Râfizî
şöyle diyor:
“Ehl-i
sünnet, bir kimsenin peygambere inanabilmesi için şu iki şeyin kabul edilmesi
şarttır.
Birincisi, Allah (c.c.) peygamberin
vasıtasıyla mucizeyi yaratması peygamberin tasdiki içindir.
İkincisi, Allah (c.c.) kimin sadık olduğunu
söylemişse sadık olan o kişidir, diyorlar. Halbuki bu iki şart da yine ehl-i
sünnete göre tahakkuk etmez. Çünkü Allah (c.c.)'ın bir şeyi bir sebebe binaen
yapması mustahil ise (Râfizînin iddiasına göre ehl-i sünnet mustahildir diyor)

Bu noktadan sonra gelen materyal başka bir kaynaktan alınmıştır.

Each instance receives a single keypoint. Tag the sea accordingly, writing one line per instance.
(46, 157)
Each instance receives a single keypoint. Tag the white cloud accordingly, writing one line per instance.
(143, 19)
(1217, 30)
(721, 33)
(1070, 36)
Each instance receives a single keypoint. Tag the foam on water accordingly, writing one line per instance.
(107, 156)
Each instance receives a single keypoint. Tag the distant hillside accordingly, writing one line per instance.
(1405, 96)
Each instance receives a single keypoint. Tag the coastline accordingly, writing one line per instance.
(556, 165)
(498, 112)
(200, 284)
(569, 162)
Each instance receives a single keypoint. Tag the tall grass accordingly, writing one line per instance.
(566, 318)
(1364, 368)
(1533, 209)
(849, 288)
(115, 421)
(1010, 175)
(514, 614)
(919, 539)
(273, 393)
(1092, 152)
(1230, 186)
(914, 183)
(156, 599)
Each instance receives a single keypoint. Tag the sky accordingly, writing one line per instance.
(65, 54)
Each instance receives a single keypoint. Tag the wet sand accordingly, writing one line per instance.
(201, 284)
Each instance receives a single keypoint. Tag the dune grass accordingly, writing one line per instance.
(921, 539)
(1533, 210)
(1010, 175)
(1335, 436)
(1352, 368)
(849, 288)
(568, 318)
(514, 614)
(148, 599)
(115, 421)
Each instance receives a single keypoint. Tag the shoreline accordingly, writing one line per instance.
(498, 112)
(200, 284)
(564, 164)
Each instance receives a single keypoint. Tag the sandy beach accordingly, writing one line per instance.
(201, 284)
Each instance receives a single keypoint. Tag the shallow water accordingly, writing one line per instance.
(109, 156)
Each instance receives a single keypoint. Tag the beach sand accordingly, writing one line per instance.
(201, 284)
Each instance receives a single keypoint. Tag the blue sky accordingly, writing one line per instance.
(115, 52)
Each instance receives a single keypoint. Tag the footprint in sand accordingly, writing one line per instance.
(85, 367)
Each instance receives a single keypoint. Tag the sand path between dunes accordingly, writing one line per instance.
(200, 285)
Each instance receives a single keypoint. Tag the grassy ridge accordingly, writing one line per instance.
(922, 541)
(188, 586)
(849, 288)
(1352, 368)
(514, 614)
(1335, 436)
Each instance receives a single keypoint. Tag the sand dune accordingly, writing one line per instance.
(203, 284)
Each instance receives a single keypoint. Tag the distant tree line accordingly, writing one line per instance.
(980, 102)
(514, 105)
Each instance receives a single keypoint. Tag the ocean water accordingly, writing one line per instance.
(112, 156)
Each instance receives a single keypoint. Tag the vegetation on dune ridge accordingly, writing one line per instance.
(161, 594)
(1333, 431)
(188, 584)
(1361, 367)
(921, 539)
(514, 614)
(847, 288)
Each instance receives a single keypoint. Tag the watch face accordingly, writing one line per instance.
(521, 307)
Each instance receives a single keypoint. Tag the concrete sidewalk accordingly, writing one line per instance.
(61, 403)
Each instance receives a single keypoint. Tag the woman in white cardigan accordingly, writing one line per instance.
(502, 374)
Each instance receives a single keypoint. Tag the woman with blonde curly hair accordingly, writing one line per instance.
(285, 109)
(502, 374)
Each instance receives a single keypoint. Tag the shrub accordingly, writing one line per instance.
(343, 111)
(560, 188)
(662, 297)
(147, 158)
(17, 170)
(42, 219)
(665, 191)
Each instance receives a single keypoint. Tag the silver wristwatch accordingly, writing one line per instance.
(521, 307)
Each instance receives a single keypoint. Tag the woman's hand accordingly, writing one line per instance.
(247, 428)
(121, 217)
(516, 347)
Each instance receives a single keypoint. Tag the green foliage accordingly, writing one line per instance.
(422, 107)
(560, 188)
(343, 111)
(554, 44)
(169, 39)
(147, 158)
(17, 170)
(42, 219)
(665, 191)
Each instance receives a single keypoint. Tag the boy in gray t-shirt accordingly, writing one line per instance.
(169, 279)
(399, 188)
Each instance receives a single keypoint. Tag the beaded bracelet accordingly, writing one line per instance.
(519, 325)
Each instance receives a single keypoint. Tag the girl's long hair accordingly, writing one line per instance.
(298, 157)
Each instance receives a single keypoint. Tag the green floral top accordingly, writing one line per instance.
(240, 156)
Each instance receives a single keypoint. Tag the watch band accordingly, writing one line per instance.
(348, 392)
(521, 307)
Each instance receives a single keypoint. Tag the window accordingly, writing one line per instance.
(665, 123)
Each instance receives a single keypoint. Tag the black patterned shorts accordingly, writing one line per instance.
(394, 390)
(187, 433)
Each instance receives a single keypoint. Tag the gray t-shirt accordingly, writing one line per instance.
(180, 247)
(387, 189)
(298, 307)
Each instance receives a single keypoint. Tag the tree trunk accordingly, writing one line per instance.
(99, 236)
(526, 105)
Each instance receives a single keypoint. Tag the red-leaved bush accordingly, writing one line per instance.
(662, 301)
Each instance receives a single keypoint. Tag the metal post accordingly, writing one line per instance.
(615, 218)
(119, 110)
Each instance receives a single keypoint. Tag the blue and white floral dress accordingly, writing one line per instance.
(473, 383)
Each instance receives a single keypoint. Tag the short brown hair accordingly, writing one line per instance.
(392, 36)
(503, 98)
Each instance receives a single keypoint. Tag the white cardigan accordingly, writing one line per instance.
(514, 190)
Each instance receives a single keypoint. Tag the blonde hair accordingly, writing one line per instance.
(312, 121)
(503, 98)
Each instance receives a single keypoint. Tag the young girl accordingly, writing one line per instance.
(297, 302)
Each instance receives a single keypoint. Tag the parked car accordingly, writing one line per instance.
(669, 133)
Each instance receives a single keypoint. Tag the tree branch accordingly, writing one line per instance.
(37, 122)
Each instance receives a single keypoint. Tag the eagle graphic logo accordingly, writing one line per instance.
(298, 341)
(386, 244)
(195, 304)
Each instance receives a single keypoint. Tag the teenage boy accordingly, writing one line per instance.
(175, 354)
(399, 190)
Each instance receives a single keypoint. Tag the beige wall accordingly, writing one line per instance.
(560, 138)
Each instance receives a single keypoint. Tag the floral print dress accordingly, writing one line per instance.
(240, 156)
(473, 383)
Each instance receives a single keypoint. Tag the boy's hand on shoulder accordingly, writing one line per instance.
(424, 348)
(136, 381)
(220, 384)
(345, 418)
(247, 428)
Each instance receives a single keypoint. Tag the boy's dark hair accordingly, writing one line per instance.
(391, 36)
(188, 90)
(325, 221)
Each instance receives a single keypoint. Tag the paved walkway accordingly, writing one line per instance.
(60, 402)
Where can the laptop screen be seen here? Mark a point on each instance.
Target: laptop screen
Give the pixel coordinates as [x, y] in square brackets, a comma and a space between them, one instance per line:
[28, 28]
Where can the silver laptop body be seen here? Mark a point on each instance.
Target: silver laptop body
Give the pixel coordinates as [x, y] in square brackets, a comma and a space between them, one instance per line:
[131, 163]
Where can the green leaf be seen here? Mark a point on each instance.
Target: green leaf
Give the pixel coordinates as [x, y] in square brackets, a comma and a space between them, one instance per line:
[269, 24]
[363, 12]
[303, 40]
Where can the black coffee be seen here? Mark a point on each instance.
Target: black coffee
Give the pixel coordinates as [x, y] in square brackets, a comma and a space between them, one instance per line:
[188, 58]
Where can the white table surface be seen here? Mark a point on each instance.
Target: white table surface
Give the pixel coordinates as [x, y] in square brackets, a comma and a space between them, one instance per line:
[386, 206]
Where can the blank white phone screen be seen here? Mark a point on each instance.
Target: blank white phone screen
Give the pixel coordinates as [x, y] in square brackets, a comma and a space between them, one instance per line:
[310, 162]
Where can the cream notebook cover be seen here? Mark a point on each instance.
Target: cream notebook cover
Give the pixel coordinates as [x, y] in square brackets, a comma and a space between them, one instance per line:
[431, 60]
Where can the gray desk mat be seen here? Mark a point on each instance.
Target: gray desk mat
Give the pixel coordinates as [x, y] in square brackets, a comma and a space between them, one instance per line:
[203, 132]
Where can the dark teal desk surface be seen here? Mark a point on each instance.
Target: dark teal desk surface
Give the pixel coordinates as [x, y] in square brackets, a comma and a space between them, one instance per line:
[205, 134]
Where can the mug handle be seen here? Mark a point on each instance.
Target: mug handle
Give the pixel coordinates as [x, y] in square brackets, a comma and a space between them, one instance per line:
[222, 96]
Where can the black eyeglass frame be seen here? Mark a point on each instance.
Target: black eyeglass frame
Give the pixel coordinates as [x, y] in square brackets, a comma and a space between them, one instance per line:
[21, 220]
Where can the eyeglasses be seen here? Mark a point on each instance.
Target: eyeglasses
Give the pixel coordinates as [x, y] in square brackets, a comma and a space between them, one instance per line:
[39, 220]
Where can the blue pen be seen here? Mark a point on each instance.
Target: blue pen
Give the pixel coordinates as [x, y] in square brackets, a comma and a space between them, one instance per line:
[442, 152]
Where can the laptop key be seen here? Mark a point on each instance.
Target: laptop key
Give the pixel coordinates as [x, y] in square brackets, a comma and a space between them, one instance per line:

Mu'cizenin peygamberi tasdik için sebep olarak zuhur etmesi mustahil olur. Yine
Allah (c.c.)'ın kötülüğü, çeşitleriyle birlikte sapıklığı ve yalanı yaratması
caiz ise yalancıya da sâdık demesi caiz olur. Binaenaleyh bir peygamberi veya
resulü tasdik etmek için delil getirmek doğru olmaz.”
Ey
Râfizî!
Daha
önce açıkladığımız gibi, kaderi isbat eden ehl-i sünnetin çoğunluğu ve diğer
bazılarına göre Allah (c.c.) her şeyi bir hikmete mebnî olarak yaratır. Senin
yukarıdaki iddian ile ona benzer iddialar hiçbir surette ehl-i sünnete mal
edilemez.
Yine
biz, peygamberliğin tasdiki yalnız mu'cizelerle olduğu hususundaki hükme teslim
olmayız. Aksine mu'cizeden başka peygamberliğe delâlet eden yolların çok
olduğuna inanıyoruz. Buna rağmen mu'cizenin peygamberin sıdkına delâlet eden
zarurî bir delil olması münakaşa götürmeyen bir konudur. Mu'cizenin
peygamberliğin davası ile bir arada zuhur etmesi de, Allah (c.c.) 'ın bu
mu'cizeyi peygamberini tasdik için yarattığını bilmeyi gerektirir. Bu durum şu
misale benzer:
Bir
kimse herhangi bir hükümdara “Beni onlara elçi olarak gönderirsen, mutad olan
halini değiştirerek üç defa kalk ve otur” dediğinde, o hükümdar üç defa oturur
kalkarsa Onun bu hareketi o kimseyi tasdik için olduğu zarureten bilinmiş olur.